I just transitted from Stata/Pandas to DataFrames.jl. I was wondering what the best practice is to deal with panel data in Julia.

One of the common manipulations for panel data is the lag/lead operator for each individual. At the first glance it seems we could use  transform(groupby(dt, :id), val => lag), as a simple extension of time series lag.

However often the time the data we use has some irregular missing, like:

dt = DataFrame(
id = [1,1,1,2,2,2],
t = [1,2,4, 1,2,4],
val = randn(6)
)


so id1 is missing at t = 3 and id2 is missing at time 2. Due to the different time step across rows, the simple groupby-lag approach doesn’t work. We need to fill the gap first (like tsfill command in state).
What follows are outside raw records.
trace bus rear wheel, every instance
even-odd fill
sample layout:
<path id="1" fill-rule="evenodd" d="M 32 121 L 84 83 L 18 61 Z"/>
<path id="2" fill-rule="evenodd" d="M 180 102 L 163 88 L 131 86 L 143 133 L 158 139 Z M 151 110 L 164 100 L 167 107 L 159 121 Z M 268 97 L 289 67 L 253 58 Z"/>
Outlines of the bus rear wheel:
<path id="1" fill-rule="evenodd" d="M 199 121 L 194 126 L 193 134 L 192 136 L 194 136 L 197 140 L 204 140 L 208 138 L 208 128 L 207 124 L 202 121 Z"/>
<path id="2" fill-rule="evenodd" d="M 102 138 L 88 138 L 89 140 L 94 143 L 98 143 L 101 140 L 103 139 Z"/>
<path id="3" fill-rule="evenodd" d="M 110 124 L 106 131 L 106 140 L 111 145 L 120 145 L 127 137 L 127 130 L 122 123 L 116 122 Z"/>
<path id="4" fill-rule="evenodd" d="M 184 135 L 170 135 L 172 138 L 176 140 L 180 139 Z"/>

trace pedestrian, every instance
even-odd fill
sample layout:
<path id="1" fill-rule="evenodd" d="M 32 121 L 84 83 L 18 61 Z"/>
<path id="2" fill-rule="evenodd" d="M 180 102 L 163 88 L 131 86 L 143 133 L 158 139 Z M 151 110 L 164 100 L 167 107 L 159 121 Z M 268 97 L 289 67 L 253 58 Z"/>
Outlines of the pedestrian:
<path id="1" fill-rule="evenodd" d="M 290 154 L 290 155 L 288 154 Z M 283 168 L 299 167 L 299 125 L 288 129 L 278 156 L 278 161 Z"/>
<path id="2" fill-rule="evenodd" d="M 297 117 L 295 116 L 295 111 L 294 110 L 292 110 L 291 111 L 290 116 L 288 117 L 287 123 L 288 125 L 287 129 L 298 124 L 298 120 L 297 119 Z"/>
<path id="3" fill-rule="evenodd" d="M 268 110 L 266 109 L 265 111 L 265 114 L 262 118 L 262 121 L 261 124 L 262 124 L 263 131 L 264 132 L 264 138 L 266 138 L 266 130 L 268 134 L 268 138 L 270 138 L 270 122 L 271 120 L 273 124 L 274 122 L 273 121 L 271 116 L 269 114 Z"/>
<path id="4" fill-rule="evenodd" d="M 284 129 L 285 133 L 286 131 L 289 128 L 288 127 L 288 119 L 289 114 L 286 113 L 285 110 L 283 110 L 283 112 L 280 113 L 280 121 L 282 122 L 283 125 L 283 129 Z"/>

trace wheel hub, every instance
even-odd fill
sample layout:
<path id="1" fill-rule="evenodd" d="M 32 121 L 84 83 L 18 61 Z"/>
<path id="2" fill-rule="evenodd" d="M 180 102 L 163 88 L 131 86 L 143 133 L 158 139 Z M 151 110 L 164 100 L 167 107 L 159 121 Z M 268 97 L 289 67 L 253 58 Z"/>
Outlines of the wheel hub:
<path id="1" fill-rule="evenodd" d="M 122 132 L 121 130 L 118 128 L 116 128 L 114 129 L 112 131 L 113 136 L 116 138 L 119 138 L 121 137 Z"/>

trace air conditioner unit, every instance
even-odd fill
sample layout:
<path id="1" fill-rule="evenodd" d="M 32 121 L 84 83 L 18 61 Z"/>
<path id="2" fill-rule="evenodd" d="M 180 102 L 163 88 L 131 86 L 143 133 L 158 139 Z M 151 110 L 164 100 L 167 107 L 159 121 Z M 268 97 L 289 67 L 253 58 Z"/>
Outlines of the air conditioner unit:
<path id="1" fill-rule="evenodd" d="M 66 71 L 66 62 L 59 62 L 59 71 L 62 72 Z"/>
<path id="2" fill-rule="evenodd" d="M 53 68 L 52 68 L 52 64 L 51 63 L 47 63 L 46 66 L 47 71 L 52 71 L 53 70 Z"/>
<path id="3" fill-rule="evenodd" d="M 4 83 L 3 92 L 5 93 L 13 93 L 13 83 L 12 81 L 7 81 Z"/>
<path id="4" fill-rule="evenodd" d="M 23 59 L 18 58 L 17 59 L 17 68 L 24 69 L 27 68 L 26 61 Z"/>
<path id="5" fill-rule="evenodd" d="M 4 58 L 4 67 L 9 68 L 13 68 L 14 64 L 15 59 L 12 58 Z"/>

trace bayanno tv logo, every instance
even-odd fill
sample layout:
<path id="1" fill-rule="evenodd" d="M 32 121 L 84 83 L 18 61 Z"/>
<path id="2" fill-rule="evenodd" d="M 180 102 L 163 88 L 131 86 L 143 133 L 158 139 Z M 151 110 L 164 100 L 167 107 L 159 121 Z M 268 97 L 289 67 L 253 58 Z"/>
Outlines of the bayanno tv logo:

Still, the split-apply-combine strategy is not very efficient here. If we sort the data by id-t and fill the gap, the lag/lead is monotone across individuals except the first/last observations for each individual, so we could shift the whole vector once and remove the first/last observations correspondingly. This leads me to the following routine to manage panel data:

1. First fill the gap in the data using groupby-combine strategy:
function paneltfill(dt, id, t, Δt)
sort!(dt, [id, t])
allowmissing!(dt)
dtg = groupby(dt, id)
dt = vcat([_sdf_tfill(sdf, id, t, Δt) for sdf in dtg]...)
end

function _sdf_tfill(sdf, id, t, Δt)
sdf = copy(sdf)
mint, maxt = minimum(sdf[t]), maximum(sdf[t])
fullindex = [mint:Δt:maxt;]
idval = sdf[id]
for row in 1:length(fullindex)
if sdf[row, t] != fullindex[row]
insert!.(eachcol(sdf), row, missing)
sdf[row, t] = fullindex[row]
sdf[row, id] = idval
end
end
return sdf
end



Then construct columns _index and _index_max to keep track of the order of obs. within each individual. We need new columns other than t as oftentimes individuals enter and exit the panel data at different time, so we need a normalized column with the first observation being 1 and the last one recorded in another column.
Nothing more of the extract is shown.